O leitor que desejasse adquirir os clássicos da economia política do filósofo alemão Karl Marx, por exemplo, não teria outro local mais apropriado que a Livro 7. O teatro do dramaturgo alemão Bertold Brecht, a poesia russa e universal de Maiakoviski, a de Ferreira Gullar, o teatro de Dias Gomes ou do “marginal” Plínio Marcos, perderia tempo quem fosse a outro local que não a Livro 7. A livraria tornou-se o ponto de encontro da esquerda dos anos 70 e 80 em Maceió. Durante um certo tempo, na década de 80, quem se tornou vizinho da Livro 7 foram os comunistas do PCdoB, o que fez aumentar ainda mais a aglomeração de militantes da esquerda alagoana na livraria. A razão social da Livro 7, a partir de 1983, muda, passando a se chamar Caetés, nome que permanece até hoje, no mesmo local, sob a direção do João Pereira.

Alagoas durante boa parte do século XX teve altas taxas de analfabetismo, rivalizando com o Piauí. Se levarmos em consideração as estatísticas do censo de 1950, Alagoas tinha 77,9% e o Piauí 78,4% de analfabetos. Argumento forte para qualquer cidadão pensar muito ao decidir instalar uma livraria ou editora e se perguntar: quem compraria livros nessa terra?

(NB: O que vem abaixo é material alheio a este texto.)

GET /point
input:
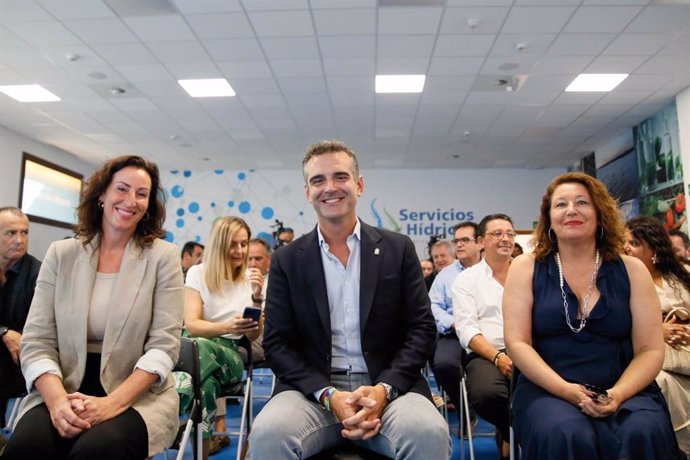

O Brasil tem apenas 2.008 livrarias e uma população que ultrapassa os 180 milhões de habitantes, o que dá, em média, um estabelecimento para cada 89,6 mil habitantes. A Argentina, nosso vizinho ao sul do continente, chegou a ter 950 livrarias para uma população de 37 milhões de habitantes, o que dá, em média, 34,9 mil habitantes para cada estabelecimento. Cerca de 250 livrarias fecharam com a crise econômica, mesmo assim ainda há 700 livrarias. O que dizer de Paris, que tem duas mil livrarias apenas na capital francesa?

Entanto, não há por que desanimar. Como nem tudo está perdido, muitas livrarias nas últimas décadas abriram e fecharam em Maceió (mas isso faz parte de outra história, não desta que contamos aqui).  É crescente a profissionalização e o empenho de livreiros, editores e escritores, o que gera um significativo incremento na venda de livros em nosso Estado.